Ia mendasarkan pandangannya pada beberapa event penting pada masa Rasulullah selalu diisi dengan seni musik, seperti membiarkan orang melantunkan nyanyian dan syair ketika menunaikan ibadah haji, ketika prajurit melangsungkan peperangan dilantunkan tembang-tembang perjuangan untuk memotivasi prajurit di medan perang.

Kemudian nyanyian yang dilantunkan merasakan kesedihan karena dosa yang telah diperbuat, seperti dikutip Nabi Adam dan Nabi Daud menangisi dosa dan kekeliruannya dengan ungkapan-ungkapan khusus, nyanyian untuk mengiringi acara-acara kegembiraan seperti suasana hari raya, hari perkawinan, acara akiqah dan kelahiran anak, acara khitanan, pulangnya para perantau, dan khataman Alquran.

Dalam hadis riwayat Al-Baihaqi, sebagaimana dikutip Al-Ghazali, menceritakan bahwa ketika Rasulullah memasuki Kota Madinah, para perempuan melantunkan nyanyian di rumahnya masing-masing:
Telah terbit bulan purnama di atas kita, dari bukit Tsaniyatil Wada’.
Wajiblah bersyukur atas kita, selama penyeru menyerukan kepada Allah.

Hadis-hadis shahih dan pendapat ulama terkemuka di atas menunjukkan bahwa pertunjukan seni, termasuk di dalamnya permainan alat-alat musik dan nasyid, menyanyi dibenarkan Rasullah SAW.

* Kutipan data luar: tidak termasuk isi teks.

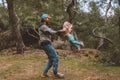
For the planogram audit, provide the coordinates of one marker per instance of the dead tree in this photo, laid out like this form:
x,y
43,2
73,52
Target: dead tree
x,y
72,13
101,38
14,23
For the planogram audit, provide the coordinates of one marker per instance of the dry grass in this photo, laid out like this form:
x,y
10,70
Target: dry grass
x,y
30,65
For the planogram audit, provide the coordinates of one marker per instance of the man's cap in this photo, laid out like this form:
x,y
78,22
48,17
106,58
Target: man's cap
x,y
45,16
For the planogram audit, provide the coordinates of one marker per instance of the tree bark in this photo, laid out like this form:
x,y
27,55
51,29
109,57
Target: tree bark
x,y
14,21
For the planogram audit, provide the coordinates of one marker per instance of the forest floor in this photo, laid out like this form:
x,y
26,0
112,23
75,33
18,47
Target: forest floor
x,y
75,66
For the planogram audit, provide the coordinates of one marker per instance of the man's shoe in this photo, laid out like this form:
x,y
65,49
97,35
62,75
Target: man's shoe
x,y
59,75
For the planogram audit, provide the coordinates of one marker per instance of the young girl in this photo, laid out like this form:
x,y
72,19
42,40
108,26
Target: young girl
x,y
67,28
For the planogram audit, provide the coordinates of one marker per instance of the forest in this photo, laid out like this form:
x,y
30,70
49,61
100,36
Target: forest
x,y
95,22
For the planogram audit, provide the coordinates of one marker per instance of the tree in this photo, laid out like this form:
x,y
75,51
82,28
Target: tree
x,y
14,23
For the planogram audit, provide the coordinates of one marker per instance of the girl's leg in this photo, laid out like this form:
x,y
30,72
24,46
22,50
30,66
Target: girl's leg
x,y
53,58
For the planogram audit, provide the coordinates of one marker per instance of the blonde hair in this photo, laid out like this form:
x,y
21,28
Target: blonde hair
x,y
67,24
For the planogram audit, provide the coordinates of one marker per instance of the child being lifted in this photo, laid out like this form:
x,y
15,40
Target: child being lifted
x,y
67,28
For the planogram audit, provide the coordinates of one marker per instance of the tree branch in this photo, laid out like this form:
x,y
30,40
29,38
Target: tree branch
x,y
93,32
108,7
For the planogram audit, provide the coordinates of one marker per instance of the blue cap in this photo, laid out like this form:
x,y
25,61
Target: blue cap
x,y
45,16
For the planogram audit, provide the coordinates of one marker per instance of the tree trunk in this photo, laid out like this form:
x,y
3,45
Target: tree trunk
x,y
3,3
119,28
14,21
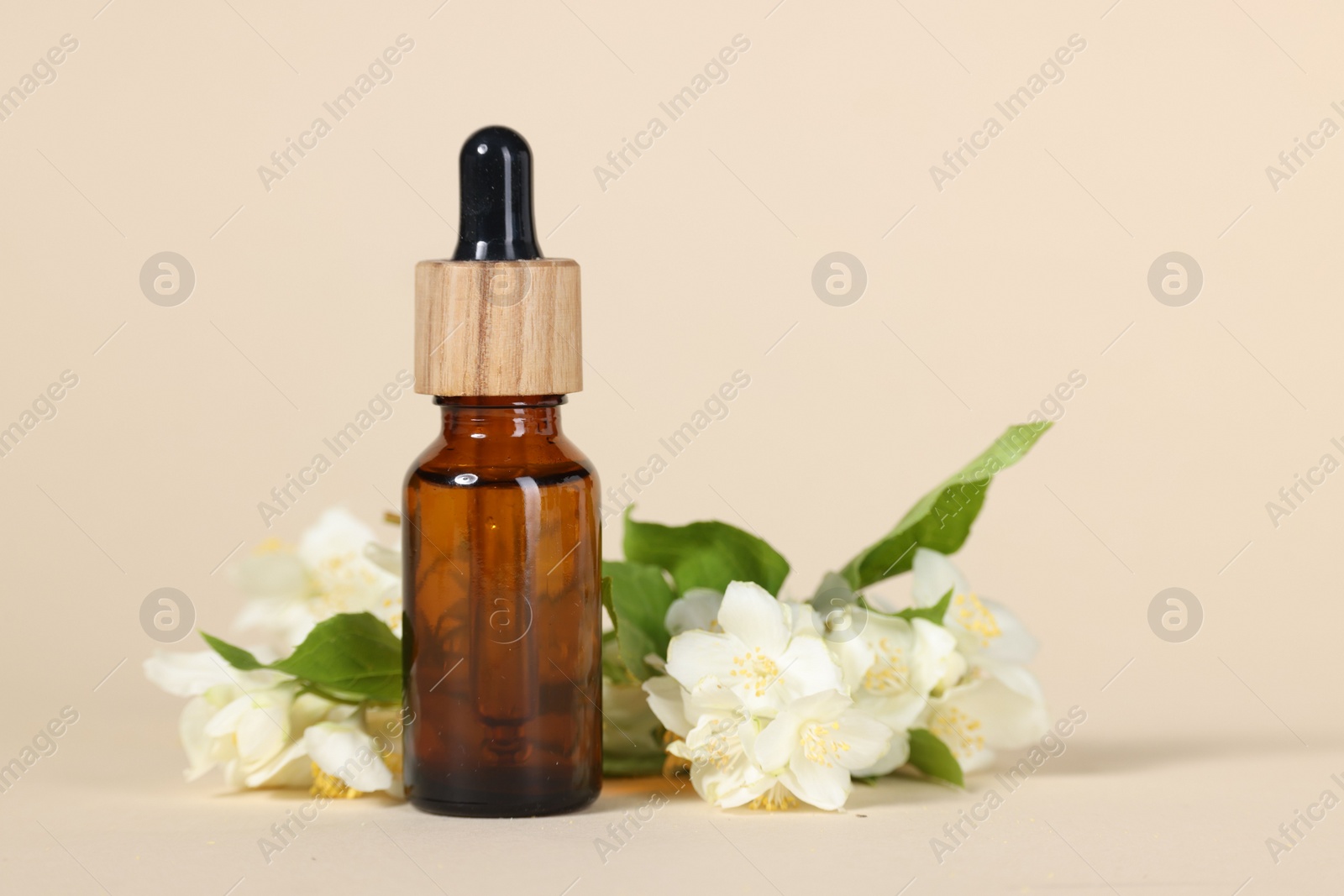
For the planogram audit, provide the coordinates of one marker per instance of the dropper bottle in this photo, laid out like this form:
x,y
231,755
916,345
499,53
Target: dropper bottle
x,y
501,584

Memang ada juga riwayat yang mencela alat bunyi-bunyian seperti seruling (mazamir), tetapi jika musik dan bunyi-bunyian itu dimaksudkan untuk tujuan-tujuan tertentu yang bertentangan dengan syariat, misalnya seni musik mengiringi ritual kemusyrikan, seni musik menimbulkan fitnah, mengajak orang untuk mabuk, merangsang pendengarnya untuk melakukan maksiat dan melupakan Tuhan.

Seni musik bagian dari kebudayaan dan peradaban Islam yang harus dilestarikan. Sudah saatnya juga seni musik dan berbagai bentuk seni lainnya dijadikan media dakwah untuk mengajak orang berhati lembut, berpikiran lurus, berperilaku santun, bertutur kata halus, dan menampilkan jati diri dan inner beauty setiap orang.